Kıbrıs üzerinde bugüne kadar oynanan oyunlar saymakla bitmez.
Kıbrıs Cumhuriyeti’nin oluşumundaki yapıda bile oyun vardı.
Cumhuriyeti oluşturan temel yapı oranındaki %70’e karşın %30, sahneye konan oyunun bir parçasıydı.
Nitekim 1973’te Rumların Kıbrıs Cumhuriyeti Anayasası’ndaki 13 maddede yapmak istedikleri değişikliklerin en önemli hususları arasında, Türklere verilen % 30’luk oranın aşağılara çekilmesi talebi vardı.
İki toplum arasında yaşanan hadiselerde önceliği var ama 20 Aralık 1963 tarihiyle birlikte adada meydana gelen hadiseler, Türk mebusların Temsilciler Meclisine sokulmaması, devlet dairelerinden kovulması, Türklerin 103 köyden atılması, mağduriyetler, katliamlar, insanlık dışı yaşatılan dramların, zorlukların hepsi adada BM’nin sözde görevlendirdiği kimselerin gözleri önünde cereyan etmedi mi?
On bir yıl boyunca adada meydana gelen olaylarda mağdur olanın hep Türklerin oluşu dünya tarafından tespit edilmedi mi?
15 Temmuz darbesi sonrasında adaya zorunlu olarak Türkiye’nin müdahalesindeki haklı durum, buna karşı dünyanın Türkiye’ye karşı uyguladığı ambargolar, suçlamalar.
Hepsi bir taraf, Annan Planı’na evet oyu veren, buna karşın hayır oyu ile uzlaşıyı yokuşa süren Rumlara hiçbir tepki verilmemesi, aksine hemen akabinde AB’ye üye olarak kabul edilmesi.
Görüşme masalarında yıllarca Rumların şımarık davranışlarının görmezden gelinmesi, buna karşın Türklerin görüşmelerin devamı konusunda baskı görmesi!
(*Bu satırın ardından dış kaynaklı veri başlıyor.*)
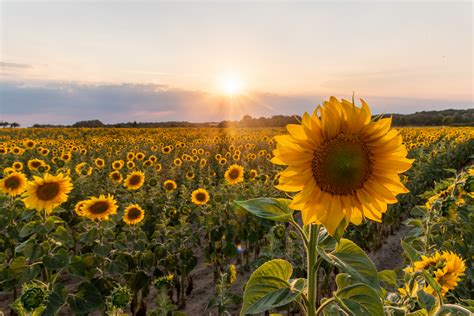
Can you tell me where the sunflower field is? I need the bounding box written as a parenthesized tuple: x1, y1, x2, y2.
(0, 98, 473, 315)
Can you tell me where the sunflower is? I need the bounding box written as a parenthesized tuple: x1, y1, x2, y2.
(409, 251, 466, 296)
(74, 200, 87, 216)
(124, 171, 145, 190)
(224, 164, 244, 185)
(22, 173, 73, 213)
(82, 194, 118, 221)
(12, 162, 23, 171)
(112, 160, 124, 170)
(164, 180, 177, 192)
(123, 204, 145, 225)
(191, 188, 210, 205)
(272, 97, 413, 235)
(249, 169, 258, 180)
(28, 159, 45, 171)
(94, 158, 105, 168)
(109, 170, 123, 183)
(0, 172, 28, 196)
(75, 162, 92, 176)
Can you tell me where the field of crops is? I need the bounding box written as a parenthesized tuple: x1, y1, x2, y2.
(0, 112, 473, 315)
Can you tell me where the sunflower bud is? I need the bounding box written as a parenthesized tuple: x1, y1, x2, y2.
(20, 284, 47, 311)
(110, 286, 132, 309)
(273, 224, 286, 239)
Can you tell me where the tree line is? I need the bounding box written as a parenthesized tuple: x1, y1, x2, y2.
(28, 108, 474, 128)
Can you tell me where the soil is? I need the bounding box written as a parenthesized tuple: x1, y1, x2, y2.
(0, 225, 409, 315)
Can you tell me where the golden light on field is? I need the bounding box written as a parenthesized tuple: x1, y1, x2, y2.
(217, 74, 244, 97)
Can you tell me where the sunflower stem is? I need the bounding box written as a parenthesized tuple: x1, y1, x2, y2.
(307, 224, 320, 316)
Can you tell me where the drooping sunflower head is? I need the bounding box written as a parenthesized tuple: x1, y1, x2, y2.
(22, 173, 73, 214)
(82, 194, 118, 221)
(0, 172, 28, 196)
(124, 171, 145, 190)
(164, 180, 177, 192)
(224, 164, 244, 185)
(123, 204, 145, 225)
(191, 188, 210, 205)
(272, 97, 414, 235)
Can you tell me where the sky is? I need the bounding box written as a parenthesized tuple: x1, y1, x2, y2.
(0, 1, 472, 126)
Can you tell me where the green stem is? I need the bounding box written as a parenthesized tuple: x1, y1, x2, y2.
(289, 216, 309, 249)
(307, 224, 320, 316)
(315, 297, 336, 316)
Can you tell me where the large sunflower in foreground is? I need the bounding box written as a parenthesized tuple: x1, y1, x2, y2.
(191, 188, 210, 205)
(123, 204, 145, 225)
(272, 97, 413, 235)
(0, 172, 28, 196)
(224, 164, 244, 185)
(23, 173, 73, 214)
(124, 171, 145, 191)
(82, 194, 118, 221)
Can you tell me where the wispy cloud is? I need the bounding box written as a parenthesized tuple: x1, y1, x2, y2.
(0, 62, 33, 69)
(1, 80, 472, 127)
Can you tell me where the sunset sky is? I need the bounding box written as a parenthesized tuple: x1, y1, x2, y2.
(1, 1, 472, 126)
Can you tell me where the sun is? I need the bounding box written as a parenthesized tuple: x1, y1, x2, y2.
(217, 74, 244, 96)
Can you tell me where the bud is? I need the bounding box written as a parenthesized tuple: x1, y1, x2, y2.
(110, 286, 132, 310)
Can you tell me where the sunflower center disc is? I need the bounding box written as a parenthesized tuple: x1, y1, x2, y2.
(89, 201, 110, 214)
(196, 192, 206, 202)
(5, 176, 20, 189)
(312, 135, 373, 195)
(127, 208, 142, 220)
(129, 175, 141, 185)
(36, 182, 60, 201)
(228, 169, 240, 180)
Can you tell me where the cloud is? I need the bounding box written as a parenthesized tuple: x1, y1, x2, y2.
(0, 80, 472, 127)
(0, 62, 33, 69)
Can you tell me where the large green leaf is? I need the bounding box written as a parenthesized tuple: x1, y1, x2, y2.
(240, 259, 301, 315)
(234, 198, 293, 222)
(335, 283, 383, 316)
(326, 238, 380, 291)
(401, 240, 421, 262)
(67, 281, 103, 314)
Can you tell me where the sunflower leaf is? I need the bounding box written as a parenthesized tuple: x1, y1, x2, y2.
(233, 198, 293, 222)
(328, 238, 381, 292)
(240, 259, 301, 315)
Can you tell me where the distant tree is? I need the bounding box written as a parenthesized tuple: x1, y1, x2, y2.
(72, 120, 105, 128)
(10, 122, 20, 128)
(0, 121, 9, 128)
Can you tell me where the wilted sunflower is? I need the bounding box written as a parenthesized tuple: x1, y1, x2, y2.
(0, 172, 28, 196)
(272, 97, 413, 234)
(123, 204, 145, 225)
(191, 188, 210, 205)
(23, 173, 73, 213)
(224, 164, 244, 185)
(164, 180, 177, 192)
(82, 194, 118, 221)
(124, 171, 145, 190)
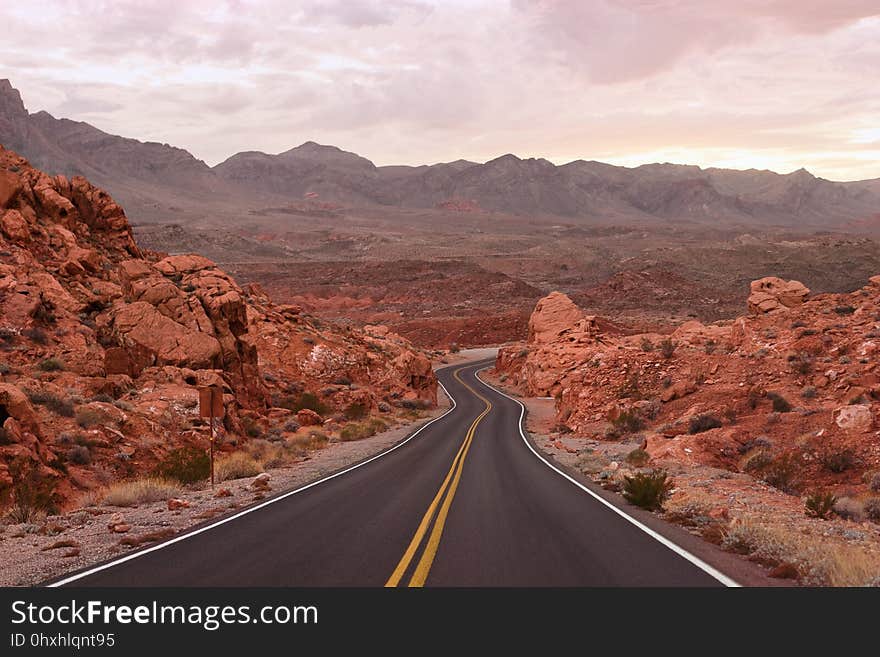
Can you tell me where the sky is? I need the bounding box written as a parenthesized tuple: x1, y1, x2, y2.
(1, 0, 879, 181)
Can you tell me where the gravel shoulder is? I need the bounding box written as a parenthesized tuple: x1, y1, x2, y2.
(0, 393, 451, 587)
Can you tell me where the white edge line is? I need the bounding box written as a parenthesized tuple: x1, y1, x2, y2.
(49, 372, 462, 587)
(474, 369, 741, 588)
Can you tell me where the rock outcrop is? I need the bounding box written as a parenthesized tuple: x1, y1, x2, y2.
(0, 145, 437, 510)
(747, 277, 810, 314)
(497, 276, 880, 496)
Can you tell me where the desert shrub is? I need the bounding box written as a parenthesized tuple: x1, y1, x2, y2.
(833, 305, 855, 315)
(103, 477, 181, 507)
(302, 336, 315, 345)
(704, 340, 717, 355)
(283, 419, 301, 433)
(367, 417, 388, 434)
(870, 472, 880, 492)
(75, 408, 105, 429)
(617, 373, 642, 400)
(215, 452, 263, 482)
(332, 375, 352, 386)
(625, 448, 650, 467)
(21, 327, 48, 345)
(611, 410, 645, 434)
(833, 497, 864, 521)
(801, 386, 817, 400)
(90, 393, 114, 404)
(343, 401, 369, 421)
(689, 413, 722, 434)
(804, 491, 836, 519)
(723, 407, 737, 424)
(340, 423, 373, 441)
(640, 337, 654, 352)
(281, 392, 328, 415)
(241, 416, 263, 438)
(658, 338, 676, 359)
(789, 352, 813, 375)
(5, 458, 59, 521)
(37, 358, 65, 372)
(67, 445, 91, 466)
(760, 453, 801, 494)
(863, 498, 880, 522)
(400, 398, 431, 410)
(0, 327, 17, 346)
(26, 390, 75, 417)
(29, 295, 57, 324)
(821, 448, 856, 474)
(622, 470, 673, 511)
(154, 447, 210, 484)
(449, 342, 460, 353)
(0, 361, 10, 375)
(288, 430, 329, 451)
(767, 392, 792, 413)
(747, 388, 762, 409)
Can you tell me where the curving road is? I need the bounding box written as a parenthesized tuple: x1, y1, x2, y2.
(50, 359, 733, 587)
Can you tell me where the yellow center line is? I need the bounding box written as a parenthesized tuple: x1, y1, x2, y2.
(384, 366, 492, 588)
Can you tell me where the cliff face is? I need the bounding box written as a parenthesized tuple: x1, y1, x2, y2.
(0, 145, 436, 509)
(497, 279, 880, 493)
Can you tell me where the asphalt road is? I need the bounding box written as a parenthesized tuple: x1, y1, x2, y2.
(53, 359, 729, 587)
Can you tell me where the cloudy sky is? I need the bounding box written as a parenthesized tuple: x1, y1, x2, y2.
(2, 1, 879, 180)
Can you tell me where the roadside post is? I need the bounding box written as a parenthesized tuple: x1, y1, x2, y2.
(198, 385, 225, 487)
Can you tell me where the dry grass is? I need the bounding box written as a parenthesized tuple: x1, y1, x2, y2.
(215, 452, 263, 482)
(722, 515, 880, 586)
(102, 478, 182, 507)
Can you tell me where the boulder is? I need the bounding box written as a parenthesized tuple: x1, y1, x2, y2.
(747, 277, 810, 314)
(296, 409, 323, 426)
(0, 209, 29, 242)
(0, 169, 21, 208)
(834, 404, 873, 433)
(528, 292, 587, 344)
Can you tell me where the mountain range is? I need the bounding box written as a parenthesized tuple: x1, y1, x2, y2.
(2, 79, 879, 229)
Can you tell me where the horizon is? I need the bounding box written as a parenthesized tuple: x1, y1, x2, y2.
(2, 2, 880, 181)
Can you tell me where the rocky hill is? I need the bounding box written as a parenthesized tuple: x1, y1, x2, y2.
(497, 280, 880, 500)
(0, 145, 436, 511)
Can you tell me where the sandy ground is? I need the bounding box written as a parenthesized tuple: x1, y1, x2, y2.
(0, 393, 451, 587)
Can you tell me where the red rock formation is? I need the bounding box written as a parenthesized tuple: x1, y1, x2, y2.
(498, 279, 880, 495)
(0, 145, 437, 510)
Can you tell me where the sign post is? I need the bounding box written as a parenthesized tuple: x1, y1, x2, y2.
(198, 385, 225, 488)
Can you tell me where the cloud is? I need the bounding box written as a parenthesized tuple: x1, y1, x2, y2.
(0, 1, 879, 180)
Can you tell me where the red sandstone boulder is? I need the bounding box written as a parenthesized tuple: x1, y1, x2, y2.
(747, 277, 809, 314)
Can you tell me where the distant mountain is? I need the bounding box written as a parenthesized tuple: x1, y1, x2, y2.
(2, 79, 879, 229)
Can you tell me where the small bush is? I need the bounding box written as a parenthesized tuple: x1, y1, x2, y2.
(37, 358, 65, 372)
(29, 295, 57, 324)
(26, 390, 75, 417)
(622, 470, 674, 511)
(689, 414, 722, 434)
(67, 445, 91, 466)
(640, 337, 654, 352)
(790, 352, 813, 376)
(21, 327, 48, 345)
(625, 448, 650, 467)
(90, 393, 114, 404)
(801, 386, 817, 400)
(833, 497, 864, 521)
(340, 423, 373, 441)
(863, 497, 880, 522)
(804, 491, 836, 519)
(761, 453, 801, 494)
(103, 477, 181, 507)
(154, 447, 210, 484)
(767, 392, 792, 413)
(869, 472, 880, 492)
(241, 416, 263, 438)
(821, 448, 856, 474)
(280, 392, 328, 416)
(343, 401, 369, 421)
(5, 458, 59, 521)
(611, 410, 645, 435)
(659, 338, 676, 359)
(215, 452, 263, 482)
(75, 408, 105, 429)
(833, 305, 855, 315)
(283, 419, 301, 433)
(449, 342, 460, 353)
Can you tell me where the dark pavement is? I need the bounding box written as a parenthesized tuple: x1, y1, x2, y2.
(53, 359, 729, 587)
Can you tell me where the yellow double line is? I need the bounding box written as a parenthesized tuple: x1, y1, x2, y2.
(385, 367, 492, 587)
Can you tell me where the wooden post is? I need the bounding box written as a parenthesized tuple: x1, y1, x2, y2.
(199, 385, 225, 489)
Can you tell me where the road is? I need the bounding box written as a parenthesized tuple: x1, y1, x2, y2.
(52, 359, 732, 587)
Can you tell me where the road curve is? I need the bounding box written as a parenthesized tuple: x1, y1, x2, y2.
(51, 359, 730, 587)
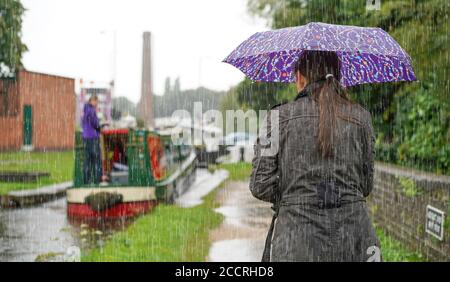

Ya hidrokarbon olayında Kıbrıs Türklerinin haklarının gasp edilmesine ne demeli?
Saymakla bitmeyen ittifaklar yaratarak Türklere ve Türkiye’ye karşı cepheler oluşturulmaya çalışılması.
Bunun en son örneği henüz çok taze!
Adada uzlaşı konusunda görev üstlenmesi gereken en büyük aktör konumundaki ABD, Uluslararası Askeri Eğitim ve Talim (IMET) programı çerçevesinde Güney Kıbrıs’a askeri alanda eğitim programı başlatacağını açıklıyor.
ABD’nin aldığı bu karar hiç sıkılmadan güneydeki Büyükelçileri vasıtasıyla KKTC Cumhurbaşkanına tebliğ ediliyor.
Cadı kazanına dönmüş Orta Doğu’daki duruma istikrar getirmek yerine Akdeniz’deki zenginliklere olan iştahı çağrıştıran bu girişim iki toplum arasındaki uçurumu düzeltilemez boyutta derinleştirmiş olacaktır.
Aksine Güney Kıbrıs’a güç ve destek verir bu davranış biçimi yıllardır şımartılmış Rumların uzlaşmaz tutumlarını pekiştirmeye katkı koymaktan başka bir işe yaramayacaktır.
Bu tutumuyla ABD sahadaki yerini almış bulunmaktadır!